JuliaEcosystem / PackageAnalyzer.jl

https://juliaecosystem.github.io/PackageAnalyzer.jl/dev/
MIT License
59 stars 5 forks source link

Record the tree hash of the analyzed (sub)directory #69

Closed ericphanson closed 2 years ago

ericphanson commented 2 years ago

This adds a tree_hash field to Package which records the analyzed tree hash. My ultimate goal is to analyze a Manifest, and actually analyze the code according to the tree hashes in the manifest. But I think one first step is to just record the version that was actually analyzed.
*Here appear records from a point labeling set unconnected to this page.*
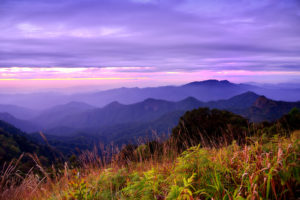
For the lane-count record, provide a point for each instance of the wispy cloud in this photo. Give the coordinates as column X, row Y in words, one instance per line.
column 152, row 37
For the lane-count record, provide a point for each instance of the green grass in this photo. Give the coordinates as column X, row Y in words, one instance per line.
column 265, row 168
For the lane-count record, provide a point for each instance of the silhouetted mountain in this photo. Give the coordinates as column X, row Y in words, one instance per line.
column 14, row 142
column 115, row 113
column 17, row 111
column 135, row 116
column 24, row 125
column 56, row 115
column 269, row 110
column 241, row 101
column 210, row 90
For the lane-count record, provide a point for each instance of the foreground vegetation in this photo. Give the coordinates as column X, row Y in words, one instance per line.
column 264, row 168
column 211, row 154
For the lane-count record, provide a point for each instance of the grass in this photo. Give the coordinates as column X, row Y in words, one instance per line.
column 264, row 168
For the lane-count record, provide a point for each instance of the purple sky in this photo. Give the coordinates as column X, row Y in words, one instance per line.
column 147, row 42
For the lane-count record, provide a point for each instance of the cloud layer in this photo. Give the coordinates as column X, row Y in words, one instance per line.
column 155, row 36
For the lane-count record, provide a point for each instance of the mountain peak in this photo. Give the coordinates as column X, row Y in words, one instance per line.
column 114, row 104
column 263, row 101
column 210, row 82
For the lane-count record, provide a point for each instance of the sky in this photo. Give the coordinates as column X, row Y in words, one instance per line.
column 113, row 43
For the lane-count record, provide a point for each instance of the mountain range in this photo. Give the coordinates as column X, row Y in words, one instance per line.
column 121, row 121
column 209, row 90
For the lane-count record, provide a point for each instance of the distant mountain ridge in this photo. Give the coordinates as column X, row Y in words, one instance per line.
column 209, row 90
column 246, row 104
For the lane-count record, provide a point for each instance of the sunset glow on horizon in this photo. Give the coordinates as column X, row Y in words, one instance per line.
column 144, row 43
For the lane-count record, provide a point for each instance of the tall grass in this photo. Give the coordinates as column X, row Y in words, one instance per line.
column 262, row 168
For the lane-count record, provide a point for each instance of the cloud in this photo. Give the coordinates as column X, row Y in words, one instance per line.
column 157, row 36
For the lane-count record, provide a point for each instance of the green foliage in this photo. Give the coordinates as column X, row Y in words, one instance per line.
column 209, row 128
column 145, row 187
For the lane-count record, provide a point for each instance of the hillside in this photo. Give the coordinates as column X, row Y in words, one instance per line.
column 209, row 90
column 14, row 142
column 263, row 165
column 24, row 125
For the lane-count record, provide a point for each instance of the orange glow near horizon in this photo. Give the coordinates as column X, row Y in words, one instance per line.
column 111, row 77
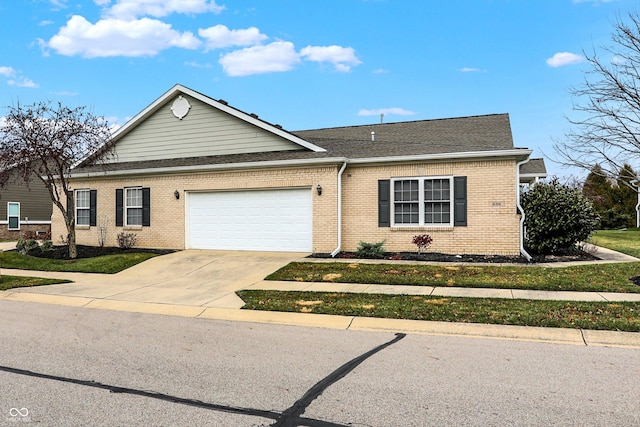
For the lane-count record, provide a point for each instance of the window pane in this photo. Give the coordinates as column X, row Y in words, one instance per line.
column 437, row 189
column 134, row 197
column 134, row 216
column 405, row 191
column 13, row 223
column 82, row 199
column 82, row 217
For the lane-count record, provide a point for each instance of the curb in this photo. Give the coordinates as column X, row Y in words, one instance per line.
column 470, row 330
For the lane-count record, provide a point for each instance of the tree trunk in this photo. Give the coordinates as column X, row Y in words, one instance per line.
column 73, row 250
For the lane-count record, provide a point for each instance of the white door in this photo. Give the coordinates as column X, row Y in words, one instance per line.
column 260, row 220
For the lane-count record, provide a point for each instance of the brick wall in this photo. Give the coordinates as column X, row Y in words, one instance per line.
column 493, row 225
column 492, row 222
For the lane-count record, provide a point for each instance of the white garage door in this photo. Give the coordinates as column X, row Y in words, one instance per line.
column 261, row 220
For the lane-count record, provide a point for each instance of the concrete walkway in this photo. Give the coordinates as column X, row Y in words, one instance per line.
column 203, row 284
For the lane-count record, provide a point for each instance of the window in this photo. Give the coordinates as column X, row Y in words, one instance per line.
column 423, row 202
column 83, row 207
column 133, row 206
column 13, row 215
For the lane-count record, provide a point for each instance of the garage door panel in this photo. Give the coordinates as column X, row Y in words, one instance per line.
column 267, row 220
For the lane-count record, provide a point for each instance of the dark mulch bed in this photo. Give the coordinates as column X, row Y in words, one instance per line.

In general, since we do a shallow clone of the latest version, the tree hash we get won't match the tree hash of a registered version. But if the package has happened to register the latest commit, we do get the correct hash:

using PackageAnalyzer, RegistryInstances
name = "RegistryCI"
pkg = find_package(name)
info = registry_info(pkg)
v = maximum(keys(info.version_info))
hash = bytes2hex(info.version_info[v].git_tree_sha1.bytes)
result = analyze(pkg)
result.tree_hash == hash

I don't want to add this to the tests bc it depends on the state of a random package, but at least it's confirmation that we are measuring the right thing here.

BTW this even works for packages in subdirectories whose trunk has progressed since they were last registered; replace "RegistryCI" with "SnoopCompileCore" to see.

This does introduce a dependence on the internals Pkg.GitTools.tree_hash. However this has at least been unchanged since 1.6. I am thinking perhaps we can pull it out like RegistryInstances.jl if it becomes unstable at some point in the future.